FBI eyes terror suspect's travel talk

NEW YORK Terrorism investigators are trying to determine whether suspect Najibullah Zazi sent instructions to associates as he drove from Denver to New York last month, according to law enforcement officials. Such instructions could explain a critical missing piece of the high-profile terrorism case: why authorities could not find actual explosives.

Two officials, who spoke on condition of anonymity because they were not authorized to discuss the case, told The Associated Press that as Zazi drove, he was in communication with associates, and one of the officials said investigators believe the communications included instructions for the associates to purchase more chemicals for homemade bombs.

The officials did not describe the nature of the communication, but court documents indicate investigators have been examining Zazi's cell phone and e-mail traffic.

Asked Thursday about the Zazi communications, New York Police Commissioner Raymond Kelly declined to comment.

Court documents indicate that the 24-year-old Zazi and others were hitting beauty supply stores, buying concentrated bottles of hydrogen peroxide hair dye. He and others also bought acetone - nail polish remover - and other ingredients that can be used to make a powerful and highly unstable explosive called triacetone triperoxide, or TATP. The same explosive was used by would-be shoe bomber Richard Reid in 2001 and the terrorists who carried out the London bombings in 2005 that killed 52 people.

Zazi's journey just before the anniversary of the Sept. 11 terror attacks set off alarm bells at the highest levels of government, from the CIA to the Justice Department to the White House.
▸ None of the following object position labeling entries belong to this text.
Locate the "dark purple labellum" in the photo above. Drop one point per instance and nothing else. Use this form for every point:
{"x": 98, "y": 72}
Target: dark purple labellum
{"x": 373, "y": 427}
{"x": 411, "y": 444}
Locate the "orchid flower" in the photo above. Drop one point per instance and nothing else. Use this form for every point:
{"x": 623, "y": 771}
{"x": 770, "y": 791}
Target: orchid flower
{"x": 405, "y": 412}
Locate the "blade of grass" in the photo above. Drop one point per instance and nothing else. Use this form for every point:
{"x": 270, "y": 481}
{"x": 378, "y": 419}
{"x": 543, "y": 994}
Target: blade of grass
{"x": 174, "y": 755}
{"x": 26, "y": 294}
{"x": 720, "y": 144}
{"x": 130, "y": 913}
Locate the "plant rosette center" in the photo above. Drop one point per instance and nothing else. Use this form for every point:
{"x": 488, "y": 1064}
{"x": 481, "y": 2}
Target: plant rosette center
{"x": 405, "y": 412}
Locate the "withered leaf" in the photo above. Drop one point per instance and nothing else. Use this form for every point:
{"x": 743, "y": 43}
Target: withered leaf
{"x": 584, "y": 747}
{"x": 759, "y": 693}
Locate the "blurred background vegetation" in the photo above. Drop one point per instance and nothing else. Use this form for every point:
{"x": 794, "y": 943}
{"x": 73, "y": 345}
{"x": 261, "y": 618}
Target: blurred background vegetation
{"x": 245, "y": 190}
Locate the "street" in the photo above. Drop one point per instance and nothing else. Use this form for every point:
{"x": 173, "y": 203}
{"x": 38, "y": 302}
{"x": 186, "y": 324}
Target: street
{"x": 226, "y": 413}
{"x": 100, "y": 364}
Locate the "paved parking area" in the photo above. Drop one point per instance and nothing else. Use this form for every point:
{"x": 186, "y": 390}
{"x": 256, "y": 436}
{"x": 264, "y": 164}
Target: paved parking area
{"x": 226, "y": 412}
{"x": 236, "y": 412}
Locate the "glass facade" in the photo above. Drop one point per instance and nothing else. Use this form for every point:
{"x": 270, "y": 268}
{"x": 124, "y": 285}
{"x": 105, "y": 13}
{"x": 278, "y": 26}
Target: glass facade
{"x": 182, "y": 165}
Attorney General Eric Holder has called it one of the most serious terrorism cases since the 2001 attacks.

Zazi has denied being involved in a terrorist plot, and has pleaded not guilty to a charge of conspiring to detonate explosives in the United States.

A handful of people believed to be Zazi's accomplices are under surveillance and are not believed to still pose a threat because the plot was disrupted, officials have said. More arrests are expected.

For weeks, investigators have been hunting evidence of what they say was a bomb-building stay by Zazi at a hotel near his Aurora, Colo., home just before he drove to New York.

One possibility being considered by counterterrorism agents is that whatever device or devices were built in the hotel room, they were detonated at some isolated location in Colorado as a test run of the bomb recipe. In recent weeks, agents in that area have been searching for a possible location of such a test explosion, the two officials said.

If such a test was done, it would explain why Zazi might still need a fresh batch of chemicals to create new explosives, according to officials. It would also explain why investigators did not find explosive material when they searched his car and raided several apartments visited by Zazi after he arrived in New York.

It is not clear whether Zazi or his associates made such purchases in New York.

Authorities also haven't ruled out the possibility that Zazi became so spooked by surveillance when he arrived in New York that he or his associates surreptitiously dumped or hid any bombs or bomb components.

Yet the lack of such concrete physical evidence as a backpack bomb has also forced investigators to do more painstaking and far-reaching work in the case.

Two weeks ago, according to two law enforcement officials speaking on condition of anonymity, authorities brought about 10 people to federal offices in downtown Brooklyn for questioning.

Some were questioned only briefly after authorities determined they knew Zazi only tangentially and were not involved in the alleged plot. Others were questioned for many hours, and at least one was administered a lie-detector test, the officials said.

The questioning led investigators to narrow down their list of potential suspects in the case to what one official described as "a handful."